All quotes are from Eat, Pray, Love by Elizabeth Gilbert. Page notations are simply to help me find the context again.

". . . when you sense a faint potentiality for happiness after such dark times you must grab onto the ankles of that happiness and not let go until it drags you face-first out of the dirt -- that is not selfishness, but obligation. You were given life; it is your duty (and also your entitlement as a human being) to find something beautiful within life, not matter how slight."

"Before you realize this truth, say the Yogis, you will always be in despair, a notion nicely expressed in this exasperated line from the Greek stoic philosopher Epictetus: 'You bear God within you, poor wretch, and you know it not.'"

"'Our whole business therefore in this life,' wrote Saint Augustine, rather yogically, 'is to restore to health the eye of the heart whereby God may be seen.'"

". . . you should never give yourself a chance to fall apart because, when you do, it becomes a tendency and it happens over and over again."

"'I've already given it twelve months, Richard.'
'Then give it six more. Just keep throwin' six months at it till it goes away. Stuff like this takes time.'"

"'Someday you're gonna look back on this moment of your life as such a sweet time of grieving. You'll see that you were in mourning and your heart was broken, but your life was changing and you were in the best possible place for it -- in a beautiful place of worship, surrounded by grace. Take this time, every minute of it. Let things work themselves out . . . '"

"'People think a soul mate is your perfect fit, and that's what everyone wants. But a true soul mate is a mirror, the person who shows you everything that's holding you back, the person who brings you to your own attention so you can change your life. A true soul mate is probably the most important person you'll ever meet, because they tear down your walls and smack you awake. But to live with a soul mate forever? Nah. Too painful Soul mates, they come into your life just to reveal another layer of yourself to you , and then they leave. And thank God for it.'"

"'See, now that's your problem. You're wishin' too much, baby. You gotta stop wearing your wishbone where your backbone oughtta be.'"

"'. . . nothing pisses off a control freak more than life not goin' her way.'"

"Life, if you keep chasing it so hard, will drive you to death. Time -- when pursued like a bandit -- will behave like one; always remaining one county or one room ahead of you, changing its name and hair color to elude you, slipping out the back door of the motel just as you're banging through the lobby with your newest search warrant, leaving only a burning cigarette in the ashtray to taunt you."

"Letting go, of course, is a scary enterprise for those of us who believe that the world revolves only because it has a handle on the top of it which we personally turn, and that if we were to drop this handle for even a moment, well -- that would be the end of the universe."

"'There are only two questions that human beings have ever fought over, all through history.
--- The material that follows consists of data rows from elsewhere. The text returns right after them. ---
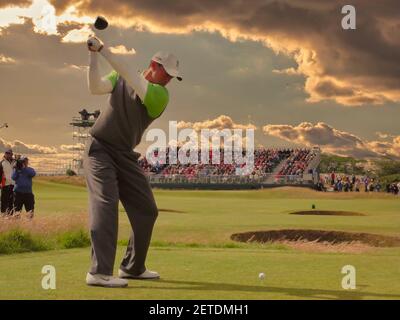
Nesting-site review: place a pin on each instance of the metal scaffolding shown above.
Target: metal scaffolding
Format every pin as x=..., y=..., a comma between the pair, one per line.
x=80, y=134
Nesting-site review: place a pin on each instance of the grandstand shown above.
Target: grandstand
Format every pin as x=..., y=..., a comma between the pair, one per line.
x=272, y=167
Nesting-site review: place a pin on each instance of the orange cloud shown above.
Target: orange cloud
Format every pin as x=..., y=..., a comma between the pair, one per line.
x=334, y=141
x=220, y=123
x=352, y=68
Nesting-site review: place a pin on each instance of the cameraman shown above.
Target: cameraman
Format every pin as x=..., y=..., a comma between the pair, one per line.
x=7, y=184
x=23, y=186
How much do you love me? and Who's in charge?' Everything else is somehow manageable."

"God isn't interested in watching you enact some performance of personality in order to comply with some crackpot notion you have about how a spiritual person looks or behaves."

". . . people universally tend to think that happiness is a stroke of luck, something that will maybe descend upon you like fine weather if you're fortunate enough. But that's not how happiness works. Happiness is the consequence of personal effort. You fight for it, strive for it, insist upon it. You have to participate relentlessly in the manifestations of your own blessings. And once you have achieved a state of happiness, you must never become lax about maintaining it, you must make a mighty effort to keep swimming upward into that happiness forever, to stay afloat on top of it. If you don't, you will leak away your innate contentment."

"The karmic philosophy appeals to me on a metaphorical level because eve in one lifetime it's obvious how often we must repeat our same mistakes, banging our heads agains the same old addictions and compulsions, generating the same old miserable and often catastrophic consequences, until we can finally stop and fix it. This is the supreme lesson of karma (and also Western psychology, by the way) -- take care of the problems now, or else you'll just have to suffer again later when you screw everything up the next time. "

"'I know cure from broken heart.'. . . 'Vitamin E, get much sleep, drink much water, travel to a place far away from the person you loved, meditate and teach your hear that this is destiny.'"

'"So what can we do about the craziness of the world?" "Nothing." Ketut laughed, but with a dose of kindness. "This is nature of world. This is destiny. Worry about your craziness only -- make you in peace."'

"I watched them, thinking that little girls who make their mothers live grow up to be such powerful women."

"'It's still two human beings trying to get along, so it's going to become complicated. And love is always complicated. But still humans must try to love each other, darling. We must get our hearts broken sometimes. This is a good sign, having a broken heart. It means we have tried something.'"

"'To lose balance sometimes in love is part of living a balanced life.'"

"Naked in the morning sun, with nothing but a light blanket wrapped over my shoulders, I disappear in grace, hovering over the void like a tiny seashell balanced on a teaspoon."

"In the end, though, maybe we must all give up trying to pay back the people in this world who sustain our lives. In the end, maybe it's wiser to surrender before the miraculous scope of human generosity and to just keep saying thank you, forever and sincerely, for as long as we have voices."